Auch die Diakonie-Referentin Rheinland-Westfalen-Lippe, Gabriele Winter, Düsseldorf, rief in ihrem Vortrag „Die jungen Alten in der Diakonie“ dazu auf, die verborgenen Talente alter Menschen zu wecken, um in nachbarschaftlichen Quartieren Strukturen für das Selbständig-Bleiben alter Menschen zu schaffen. An Beispielen für die „Tagesdosis Bedeutsamkeit“ alter Menschen für andere nannte Gabriele Winter Wohnschulen, Schüler-Coaching, Herzenssprechstunden, Friedhofs-Begegnungen und Künstlerkontakte. Erfolgreiche Modelle könnten über Transfer und Hospitation weiter gereicht werden. Kommunen, Kirche und Diakonie sollten hierbei keine Abschottung voreinander betreiben. Die Kirche habe die geeignete Infrastruktur, um aktiven Alten ihr eigenes Engagement zu ermöglichen.

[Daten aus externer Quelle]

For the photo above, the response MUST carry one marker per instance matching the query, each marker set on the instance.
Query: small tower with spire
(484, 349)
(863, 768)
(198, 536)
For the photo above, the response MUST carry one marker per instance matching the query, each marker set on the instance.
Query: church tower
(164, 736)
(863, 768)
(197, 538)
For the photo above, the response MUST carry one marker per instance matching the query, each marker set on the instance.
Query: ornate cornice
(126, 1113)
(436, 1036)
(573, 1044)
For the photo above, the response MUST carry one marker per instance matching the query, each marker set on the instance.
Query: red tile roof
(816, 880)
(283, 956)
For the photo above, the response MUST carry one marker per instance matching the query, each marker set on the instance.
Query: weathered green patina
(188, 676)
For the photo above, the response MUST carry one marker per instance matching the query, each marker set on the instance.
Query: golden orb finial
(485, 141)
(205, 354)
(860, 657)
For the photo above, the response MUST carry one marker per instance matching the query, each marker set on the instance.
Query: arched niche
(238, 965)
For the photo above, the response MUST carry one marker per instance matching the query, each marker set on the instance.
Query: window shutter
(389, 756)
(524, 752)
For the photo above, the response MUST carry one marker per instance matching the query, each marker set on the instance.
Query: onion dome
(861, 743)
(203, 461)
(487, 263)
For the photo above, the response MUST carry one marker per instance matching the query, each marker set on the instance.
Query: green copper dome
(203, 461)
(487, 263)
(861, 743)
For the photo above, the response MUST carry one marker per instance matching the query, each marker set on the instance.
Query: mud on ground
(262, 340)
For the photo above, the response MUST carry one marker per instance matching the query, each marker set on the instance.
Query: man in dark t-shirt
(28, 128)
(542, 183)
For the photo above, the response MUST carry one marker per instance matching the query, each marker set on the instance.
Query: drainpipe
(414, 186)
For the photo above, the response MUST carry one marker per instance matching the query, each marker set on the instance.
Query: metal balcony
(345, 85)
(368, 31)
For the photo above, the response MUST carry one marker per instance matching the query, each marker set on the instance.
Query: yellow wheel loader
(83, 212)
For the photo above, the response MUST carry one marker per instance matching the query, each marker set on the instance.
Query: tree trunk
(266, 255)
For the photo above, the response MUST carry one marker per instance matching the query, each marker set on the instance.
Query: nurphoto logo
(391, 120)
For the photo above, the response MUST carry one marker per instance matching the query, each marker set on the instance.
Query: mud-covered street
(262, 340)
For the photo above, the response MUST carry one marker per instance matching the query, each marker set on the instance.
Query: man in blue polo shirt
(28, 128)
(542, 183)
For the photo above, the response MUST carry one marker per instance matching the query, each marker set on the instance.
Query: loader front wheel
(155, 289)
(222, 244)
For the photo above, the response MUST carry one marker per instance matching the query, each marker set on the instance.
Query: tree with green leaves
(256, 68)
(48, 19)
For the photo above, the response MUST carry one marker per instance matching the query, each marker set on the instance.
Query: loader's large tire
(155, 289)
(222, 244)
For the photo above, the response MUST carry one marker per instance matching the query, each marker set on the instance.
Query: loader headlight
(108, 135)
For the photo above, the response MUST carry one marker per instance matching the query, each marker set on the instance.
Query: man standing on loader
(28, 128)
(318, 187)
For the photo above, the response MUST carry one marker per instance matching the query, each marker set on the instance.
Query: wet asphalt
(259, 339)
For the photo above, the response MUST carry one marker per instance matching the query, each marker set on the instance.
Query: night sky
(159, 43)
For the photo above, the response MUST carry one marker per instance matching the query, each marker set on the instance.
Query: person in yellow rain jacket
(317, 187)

 Auf die am ehesten bei den Kirchen vorhandene Fähigkeit, für die Bedarfe alter Menschen zu sensibilisieren, verwies Prof. Dr. Karl Foitzik, Neuendettelsau, in seinem Vortrag „Die Jungen Alten in der Theologie“. Dabei sei zu lange „von den letzten Dingen“ wie Sterben, Tod und Trauer gesprochen worden. Aber theologisch sei Alter auch auf Zukunft angelegt. Die differenzierte Wahrnehmung von Alter mit Autonomie und Angewiesenheit, Befreiung von alten und Verantwortung für neue Aufgaben sei in die Sprache von Kirche und Diakonie zu übernehmen. - Die Referate von OKR Eberl, Referentin Winter und Prof. Dr. Foitzik  gibt das ESW in seiner Sonderveröffentlichung „Einmischen – Mitmitschen: Die ‚jungen Alten’ in Theologie, Kirche und Diakonie“ heraus, die bei der ESW-Geschäftsstelle in Stuttgart erhältlich ist.   

Heiterer Ausflug

 Ein geselliger, gut organisierter Bus-/Schiffs-Ausflug hinüber nach Königswinter mit Besichtigung des historistischen Schlosses Drachenburg und der Drachenfels-Ruine sowie mit Besuch des Adenauerhauses in Rhöndorf mit anschließender, sehr erheiternder Weinprobe im Weingut Boeler brachte eine touristische Note in die erlebnisreiche ESW-Jahrestagung.    

In ihren biblischen Besinnungen thematisierten die ESW-Vorstandsmitglieder Liesel Pohl, Hamburg, und Dr. Karl Dieterich Pfisterer, Stuttgart, die Offenheit des Evangeliums für heilsame Ausblicke gerade auch alter Menschen auf eine hoffnungsvolle Zukunft.